En el contexto de los recientes incendios en el área metropolitana de Concepción, una Carta al Director en El Mercurio del director del IEUT UC, Arturo Orellana, vuelve a poner en debate los efectos de retrasar la actualización de los instrumentos de planificación territorial. Sus reflexiones hacen referencia al estudio desarrollado por la DESE UC para el Gobierno Regional del Biobío, que advirtió tempranamente sobre los riesgos de mantener un marco normativo desactualizado.
Los incendios que han afectado recientemente al área metropolitana de Concepción no solo han dejado pérdidas humanas, materiales y ambientales, sino que también han reabierto un debate estructural sobre la forma en que se planifican —o se dejan de planificar— nuestras ciudades.
“La decisión de postergar los procesos de actualización de los instrumentos de planificación normativa solo aumenta la posibilidad de exposición al riesgo de sus residentes”.
Arturo Orellana, director IEUT UC y jefe de proyectos DESE UC
En una carta al director publicada en el marco de esta catástrofe, el director del Instituto de Estudios Urbanos y Territoriales UC (IEUT UC) y jefe de proyectos de la Dirección de Extensión y Servicios Externos (DESE UC), Arturo Orellana, advierte sobre las consecuencias de no dar continuidad a los procesos de planificación territorial, particularmente en contextos marcados por el cambio climático y la expansión urbana desregulada.
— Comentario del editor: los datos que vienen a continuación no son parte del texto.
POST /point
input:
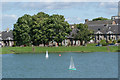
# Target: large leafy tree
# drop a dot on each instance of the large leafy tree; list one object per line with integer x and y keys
{"x": 60, "y": 27}
{"x": 40, "y": 29}
{"x": 21, "y": 31}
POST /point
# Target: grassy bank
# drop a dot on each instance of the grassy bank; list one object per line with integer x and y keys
{"x": 8, "y": 50}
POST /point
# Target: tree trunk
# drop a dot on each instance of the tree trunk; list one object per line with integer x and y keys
{"x": 61, "y": 43}
{"x": 81, "y": 42}
{"x": 75, "y": 42}
{"x": 44, "y": 44}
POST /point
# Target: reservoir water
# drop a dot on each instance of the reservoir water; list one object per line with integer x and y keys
{"x": 88, "y": 65}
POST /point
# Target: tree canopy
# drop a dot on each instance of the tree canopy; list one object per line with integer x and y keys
{"x": 99, "y": 18}
{"x": 82, "y": 33}
{"x": 40, "y": 29}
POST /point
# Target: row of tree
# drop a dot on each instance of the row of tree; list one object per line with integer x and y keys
{"x": 43, "y": 28}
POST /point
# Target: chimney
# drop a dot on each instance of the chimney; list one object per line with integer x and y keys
{"x": 86, "y": 20}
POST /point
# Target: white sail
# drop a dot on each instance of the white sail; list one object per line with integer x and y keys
{"x": 46, "y": 54}
{"x": 71, "y": 64}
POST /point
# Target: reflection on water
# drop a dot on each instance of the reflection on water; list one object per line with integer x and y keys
{"x": 88, "y": 65}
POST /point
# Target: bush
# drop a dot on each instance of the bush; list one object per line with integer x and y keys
{"x": 114, "y": 41}
{"x": 110, "y": 42}
{"x": 118, "y": 41}
{"x": 103, "y": 43}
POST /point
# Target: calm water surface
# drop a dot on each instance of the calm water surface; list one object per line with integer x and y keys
{"x": 88, "y": 65}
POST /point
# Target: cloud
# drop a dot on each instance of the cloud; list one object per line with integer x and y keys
{"x": 60, "y": 0}
{"x": 10, "y": 16}
{"x": 73, "y": 20}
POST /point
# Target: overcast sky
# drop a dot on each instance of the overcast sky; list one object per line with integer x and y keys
{"x": 74, "y": 12}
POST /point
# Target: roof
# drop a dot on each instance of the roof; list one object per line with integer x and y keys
{"x": 7, "y": 35}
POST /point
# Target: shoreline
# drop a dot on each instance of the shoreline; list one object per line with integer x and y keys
{"x": 80, "y": 49}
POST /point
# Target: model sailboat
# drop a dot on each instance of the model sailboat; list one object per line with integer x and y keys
{"x": 46, "y": 54}
{"x": 72, "y": 67}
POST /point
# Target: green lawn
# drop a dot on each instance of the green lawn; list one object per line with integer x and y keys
{"x": 8, "y": 50}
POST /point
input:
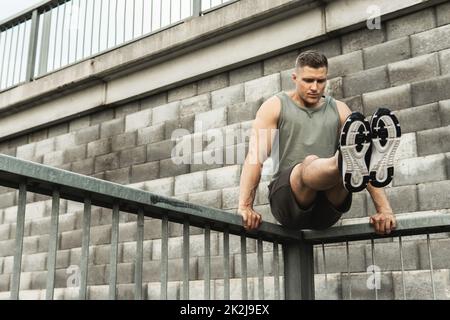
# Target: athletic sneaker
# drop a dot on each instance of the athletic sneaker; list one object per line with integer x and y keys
{"x": 386, "y": 134}
{"x": 354, "y": 152}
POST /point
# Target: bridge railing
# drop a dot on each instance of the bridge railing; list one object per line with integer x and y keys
{"x": 57, "y": 33}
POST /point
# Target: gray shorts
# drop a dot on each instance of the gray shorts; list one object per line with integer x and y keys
{"x": 320, "y": 215}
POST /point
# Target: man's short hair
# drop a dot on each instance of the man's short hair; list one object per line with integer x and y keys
{"x": 311, "y": 59}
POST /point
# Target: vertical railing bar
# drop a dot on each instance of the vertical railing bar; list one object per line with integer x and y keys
{"x": 139, "y": 255}
{"x": 34, "y": 31}
{"x": 84, "y": 28}
{"x": 431, "y": 266}
{"x": 116, "y": 17}
{"x": 100, "y": 25}
{"x": 276, "y": 271}
{"x": 402, "y": 266}
{"x": 226, "y": 264}
{"x": 70, "y": 30}
{"x": 124, "y": 20}
{"x": 134, "y": 15}
{"x": 20, "y": 226}
{"x": 92, "y": 28}
{"x": 114, "y": 250}
{"x": 62, "y": 34}
{"x": 207, "y": 269}
{"x": 324, "y": 265}
{"x": 260, "y": 270}
{"x": 52, "y": 245}
{"x": 85, "y": 248}
{"x": 17, "y": 51}
{"x": 23, "y": 49}
{"x": 164, "y": 256}
{"x": 244, "y": 267}
{"x": 373, "y": 265}
{"x": 186, "y": 260}
{"x": 347, "y": 250}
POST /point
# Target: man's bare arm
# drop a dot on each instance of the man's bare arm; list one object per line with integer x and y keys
{"x": 259, "y": 149}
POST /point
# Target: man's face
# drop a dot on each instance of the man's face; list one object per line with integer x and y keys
{"x": 310, "y": 84}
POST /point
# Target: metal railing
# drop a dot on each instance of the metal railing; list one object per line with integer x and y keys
{"x": 297, "y": 246}
{"x": 58, "y": 33}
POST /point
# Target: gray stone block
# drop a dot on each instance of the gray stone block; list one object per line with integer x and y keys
{"x": 443, "y": 14}
{"x": 212, "y": 199}
{"x": 99, "y": 147}
{"x": 345, "y": 64}
{"x": 444, "y": 111}
{"x": 330, "y": 47}
{"x": 223, "y": 177}
{"x": 334, "y": 88}
{"x": 195, "y": 105}
{"x": 414, "y": 69}
{"x": 434, "y": 195}
{"x": 280, "y": 62}
{"x": 402, "y": 199}
{"x": 358, "y": 208}
{"x": 169, "y": 168}
{"x": 75, "y": 154}
{"x": 418, "y": 285}
{"x": 408, "y": 146}
{"x": 262, "y": 88}
{"x": 213, "y": 83}
{"x": 287, "y": 84}
{"x": 360, "y": 290}
{"x": 160, "y": 150}
{"x": 145, "y": 172}
{"x": 133, "y": 156}
{"x": 388, "y": 52}
{"x": 151, "y": 134}
{"x": 227, "y": 96}
{"x": 190, "y": 183}
{"x": 431, "y": 90}
{"x": 366, "y": 81}
{"x": 85, "y": 167}
{"x": 79, "y": 123}
{"x": 137, "y": 120}
{"x": 163, "y": 187}
{"x": 108, "y": 161}
{"x": 428, "y": 115}
{"x": 183, "y": 92}
{"x": 154, "y": 101}
{"x": 411, "y": 24}
{"x": 216, "y": 118}
{"x": 444, "y": 61}
{"x": 420, "y": 170}
{"x": 433, "y": 141}
{"x": 121, "y": 176}
{"x": 127, "y": 109}
{"x": 242, "y": 112}
{"x": 396, "y": 98}
{"x": 179, "y": 127}
{"x": 246, "y": 73}
{"x": 360, "y": 39}
{"x": 354, "y": 103}
{"x": 431, "y": 41}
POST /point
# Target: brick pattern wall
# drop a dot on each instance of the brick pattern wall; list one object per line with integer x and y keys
{"x": 405, "y": 66}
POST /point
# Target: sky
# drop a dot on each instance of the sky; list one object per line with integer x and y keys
{"x": 11, "y": 7}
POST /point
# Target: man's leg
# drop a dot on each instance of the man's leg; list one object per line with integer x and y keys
{"x": 317, "y": 174}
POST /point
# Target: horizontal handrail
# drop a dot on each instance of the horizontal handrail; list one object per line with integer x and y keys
{"x": 72, "y": 186}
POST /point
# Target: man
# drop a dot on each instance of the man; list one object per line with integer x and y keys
{"x": 326, "y": 153}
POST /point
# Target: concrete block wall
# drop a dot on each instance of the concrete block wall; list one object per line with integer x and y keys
{"x": 404, "y": 66}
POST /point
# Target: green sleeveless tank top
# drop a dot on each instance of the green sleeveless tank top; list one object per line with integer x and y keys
{"x": 303, "y": 132}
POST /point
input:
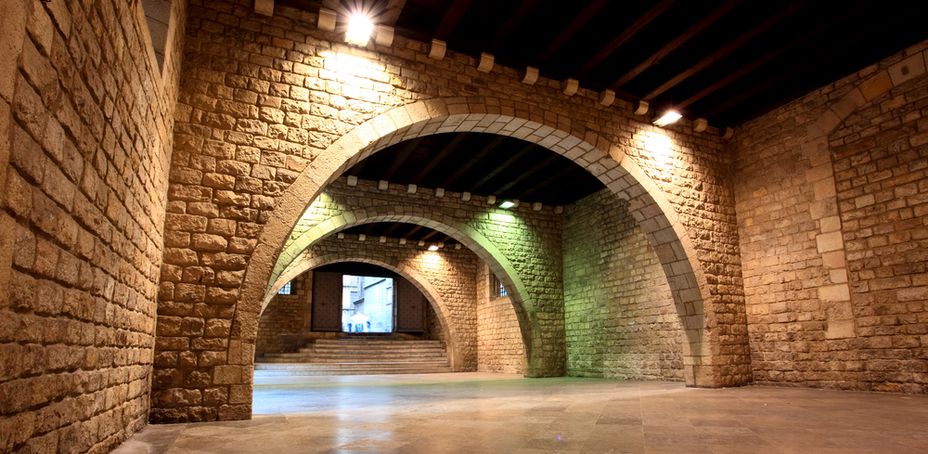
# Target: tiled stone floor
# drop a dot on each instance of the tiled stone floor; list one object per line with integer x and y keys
{"x": 489, "y": 413}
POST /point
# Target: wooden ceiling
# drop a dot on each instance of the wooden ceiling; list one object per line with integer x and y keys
{"x": 482, "y": 164}
{"x": 412, "y": 233}
{"x": 724, "y": 60}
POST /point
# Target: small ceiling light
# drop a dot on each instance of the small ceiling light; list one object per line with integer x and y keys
{"x": 360, "y": 29}
{"x": 670, "y": 117}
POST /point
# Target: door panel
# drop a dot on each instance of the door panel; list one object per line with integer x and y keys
{"x": 327, "y": 301}
{"x": 410, "y": 307}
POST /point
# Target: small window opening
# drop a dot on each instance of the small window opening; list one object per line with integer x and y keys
{"x": 158, "y": 16}
{"x": 497, "y": 289}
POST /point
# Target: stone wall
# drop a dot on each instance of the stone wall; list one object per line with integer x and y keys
{"x": 830, "y": 193}
{"x": 285, "y": 323}
{"x": 265, "y": 99}
{"x": 499, "y": 342}
{"x": 286, "y": 319}
{"x": 86, "y": 120}
{"x": 620, "y": 318}
{"x": 450, "y": 272}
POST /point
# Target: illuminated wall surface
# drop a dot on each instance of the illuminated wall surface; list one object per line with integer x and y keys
{"x": 619, "y": 315}
{"x": 524, "y": 245}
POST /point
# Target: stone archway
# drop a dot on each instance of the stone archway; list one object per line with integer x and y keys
{"x": 309, "y": 261}
{"x": 603, "y": 159}
{"x": 484, "y": 248}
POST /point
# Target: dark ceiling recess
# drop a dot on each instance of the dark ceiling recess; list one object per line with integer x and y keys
{"x": 357, "y": 269}
{"x": 482, "y": 164}
{"x": 724, "y": 60}
{"x": 412, "y": 233}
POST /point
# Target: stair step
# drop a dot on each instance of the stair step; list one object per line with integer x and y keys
{"x": 360, "y": 356}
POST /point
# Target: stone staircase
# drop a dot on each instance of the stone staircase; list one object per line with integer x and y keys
{"x": 359, "y": 356}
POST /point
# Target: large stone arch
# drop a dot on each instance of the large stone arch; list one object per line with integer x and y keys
{"x": 602, "y": 158}
{"x": 309, "y": 261}
{"x": 819, "y": 135}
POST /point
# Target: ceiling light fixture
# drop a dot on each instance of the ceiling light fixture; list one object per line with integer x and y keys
{"x": 670, "y": 117}
{"x": 360, "y": 29}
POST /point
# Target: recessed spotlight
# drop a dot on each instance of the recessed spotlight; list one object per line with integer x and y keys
{"x": 670, "y": 117}
{"x": 360, "y": 29}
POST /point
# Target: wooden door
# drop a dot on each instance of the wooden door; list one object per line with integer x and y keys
{"x": 410, "y": 307}
{"x": 327, "y": 301}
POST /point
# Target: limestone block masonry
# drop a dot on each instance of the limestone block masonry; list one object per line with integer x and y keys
{"x": 285, "y": 322}
{"x": 499, "y": 341}
{"x": 445, "y": 277}
{"x": 831, "y": 193}
{"x": 271, "y": 110}
{"x": 86, "y": 134}
{"x": 620, "y": 319}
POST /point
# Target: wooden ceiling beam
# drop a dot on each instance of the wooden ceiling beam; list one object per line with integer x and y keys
{"x": 429, "y": 235}
{"x": 391, "y": 12}
{"x": 572, "y": 28}
{"x": 624, "y": 37}
{"x": 401, "y": 158}
{"x": 527, "y": 174}
{"x": 439, "y": 158}
{"x": 392, "y": 228}
{"x": 546, "y": 182}
{"x": 515, "y": 19}
{"x": 451, "y": 19}
{"x": 495, "y": 143}
{"x": 675, "y": 44}
{"x": 752, "y": 66}
{"x": 502, "y": 166}
{"x": 411, "y": 233}
{"x": 725, "y": 50}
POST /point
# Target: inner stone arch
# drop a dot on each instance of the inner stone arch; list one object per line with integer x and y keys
{"x": 311, "y": 260}
{"x": 621, "y": 176}
{"x": 485, "y": 249}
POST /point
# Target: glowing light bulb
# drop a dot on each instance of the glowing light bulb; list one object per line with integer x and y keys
{"x": 360, "y": 29}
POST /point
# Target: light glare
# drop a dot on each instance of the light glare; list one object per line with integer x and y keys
{"x": 360, "y": 29}
{"x": 669, "y": 117}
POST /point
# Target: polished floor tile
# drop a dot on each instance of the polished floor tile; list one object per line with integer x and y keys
{"x": 491, "y": 413}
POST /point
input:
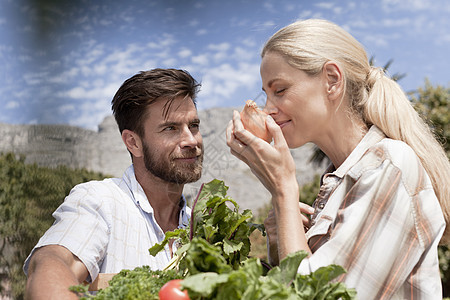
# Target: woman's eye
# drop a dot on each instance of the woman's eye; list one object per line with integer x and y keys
{"x": 195, "y": 125}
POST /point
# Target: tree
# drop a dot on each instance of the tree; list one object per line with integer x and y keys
{"x": 28, "y": 196}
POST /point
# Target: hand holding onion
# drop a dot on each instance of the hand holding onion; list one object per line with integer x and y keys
{"x": 254, "y": 120}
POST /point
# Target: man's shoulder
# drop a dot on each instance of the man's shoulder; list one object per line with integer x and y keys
{"x": 106, "y": 188}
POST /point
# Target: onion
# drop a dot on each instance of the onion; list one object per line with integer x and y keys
{"x": 254, "y": 120}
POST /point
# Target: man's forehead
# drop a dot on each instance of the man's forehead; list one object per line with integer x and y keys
{"x": 168, "y": 109}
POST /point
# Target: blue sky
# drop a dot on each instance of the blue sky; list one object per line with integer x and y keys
{"x": 62, "y": 61}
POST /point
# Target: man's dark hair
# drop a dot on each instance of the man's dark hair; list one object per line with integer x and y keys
{"x": 130, "y": 102}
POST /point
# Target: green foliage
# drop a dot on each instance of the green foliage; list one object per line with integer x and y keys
{"x": 282, "y": 282}
{"x": 214, "y": 259}
{"x": 140, "y": 283}
{"x": 28, "y": 196}
{"x": 218, "y": 236}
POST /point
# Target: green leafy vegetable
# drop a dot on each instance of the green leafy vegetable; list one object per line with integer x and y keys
{"x": 219, "y": 230}
{"x": 140, "y": 283}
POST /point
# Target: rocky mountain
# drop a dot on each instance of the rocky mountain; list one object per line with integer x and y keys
{"x": 103, "y": 151}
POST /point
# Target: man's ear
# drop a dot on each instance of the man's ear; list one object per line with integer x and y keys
{"x": 133, "y": 142}
{"x": 334, "y": 80}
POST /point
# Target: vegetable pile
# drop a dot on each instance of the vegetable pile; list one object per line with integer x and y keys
{"x": 213, "y": 262}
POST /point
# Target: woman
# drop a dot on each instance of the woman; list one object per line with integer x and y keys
{"x": 383, "y": 202}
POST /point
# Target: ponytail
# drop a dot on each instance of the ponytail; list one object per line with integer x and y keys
{"x": 387, "y": 107}
{"x": 375, "y": 98}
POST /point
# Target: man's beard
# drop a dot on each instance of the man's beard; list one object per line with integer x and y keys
{"x": 171, "y": 171}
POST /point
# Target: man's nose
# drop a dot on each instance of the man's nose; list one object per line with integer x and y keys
{"x": 188, "y": 139}
{"x": 270, "y": 108}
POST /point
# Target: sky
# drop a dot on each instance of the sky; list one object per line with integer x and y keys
{"x": 61, "y": 61}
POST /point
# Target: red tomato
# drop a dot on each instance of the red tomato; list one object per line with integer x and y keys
{"x": 172, "y": 291}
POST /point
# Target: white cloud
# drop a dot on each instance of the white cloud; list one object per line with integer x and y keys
{"x": 219, "y": 47}
{"x": 221, "y": 82}
{"x": 325, "y": 5}
{"x": 201, "y": 59}
{"x": 201, "y": 32}
{"x": 183, "y": 53}
{"x": 12, "y": 105}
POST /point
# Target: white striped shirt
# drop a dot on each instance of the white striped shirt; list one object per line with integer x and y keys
{"x": 377, "y": 216}
{"x": 109, "y": 225}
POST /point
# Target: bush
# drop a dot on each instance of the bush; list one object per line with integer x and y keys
{"x": 28, "y": 196}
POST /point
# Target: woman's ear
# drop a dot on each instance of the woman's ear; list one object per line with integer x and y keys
{"x": 133, "y": 142}
{"x": 334, "y": 80}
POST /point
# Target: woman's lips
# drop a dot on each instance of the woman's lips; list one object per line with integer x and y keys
{"x": 187, "y": 159}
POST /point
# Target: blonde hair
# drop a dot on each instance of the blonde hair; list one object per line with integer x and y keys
{"x": 373, "y": 96}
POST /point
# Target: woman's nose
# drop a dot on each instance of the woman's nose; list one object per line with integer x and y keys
{"x": 270, "y": 108}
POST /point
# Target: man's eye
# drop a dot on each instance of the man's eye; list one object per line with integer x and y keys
{"x": 279, "y": 91}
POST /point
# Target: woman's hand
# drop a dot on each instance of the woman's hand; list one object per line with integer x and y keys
{"x": 273, "y": 164}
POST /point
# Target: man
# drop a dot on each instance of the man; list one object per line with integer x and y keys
{"x": 106, "y": 226}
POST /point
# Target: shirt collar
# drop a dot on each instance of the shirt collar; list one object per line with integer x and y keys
{"x": 373, "y": 136}
{"x": 140, "y": 198}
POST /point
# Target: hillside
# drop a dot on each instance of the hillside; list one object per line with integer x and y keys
{"x": 103, "y": 151}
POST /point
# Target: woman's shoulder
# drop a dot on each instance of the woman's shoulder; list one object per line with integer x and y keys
{"x": 402, "y": 158}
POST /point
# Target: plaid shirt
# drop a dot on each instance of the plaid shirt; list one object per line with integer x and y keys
{"x": 109, "y": 225}
{"x": 378, "y": 217}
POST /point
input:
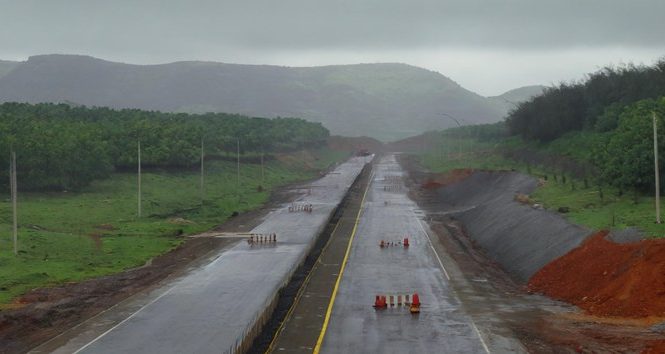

Su reflexión apunta a una dimensión crítica de la política pública: la planificación que no se actualiza a tiempo termina amplificando los riesgos que busca prevenir.

Las alertas planteadas en la columna encuentran un respaldo directo en el estudio desarrollado por la Dirección de Extensión y Servicios (DESE) de la Universidad Católica, encargado por el Gobierno Regional del Biobío y con contraparte técnica de la SEREMI de Vivienda y Urbanismo. El trabajo se centró en la actualización de la Imagen Objetivo del Plan Regulador Metropolitano de Concepción, vigente desde 2003, y evaluó su capacidad para responder a los desafíos actuales del territorio.
El estudio identificó múltiples riesgos en el área metropolitana y evidenció la insuficiencia del marco normativo para enfrentar fenómenos extremos, asentamientos fuera del límite urbano, fricciones de uso de suelo y exposición creciente de la población a amenazas ambientales. Tal como señala Orellana, la postergación de estos instrumentos no es una omisión neutra, sino una decisión que incrementa la vulnerabilidad territorial.
Desde la DESE, su jefe del área de planificación, Simón Guzmán, enfatiza que una planificación prospectiva resulta clave para el desarrollo urbano en escenarios de alta incertidumbre. El estudio abordó dimensiones como infraestructura ecológica, expansión urbana, desarrollo productivo y exposición a riesgos, con el objetivo de reducir vulnerabilidades y mejorar la calidad de vida de las personas.
Tanto la columna como el estudio convergen en un mismo punto: la necesidad urgente de fortalecer la continuidad de las políticas públicas y avanzar en instrumentos de planificación actualizados, construidos desde el trabajo colaborativo entre universidades, gobiernos regionales, ministerios y sociedad civil.
La catástrofe vuelve a recordarnos que la planificación territorial no evita por sí sola los desastres, pero su ausencia —o su retraso— puede hacerlos más devastadores. Prevenir, en este contexto, también es una decisión política.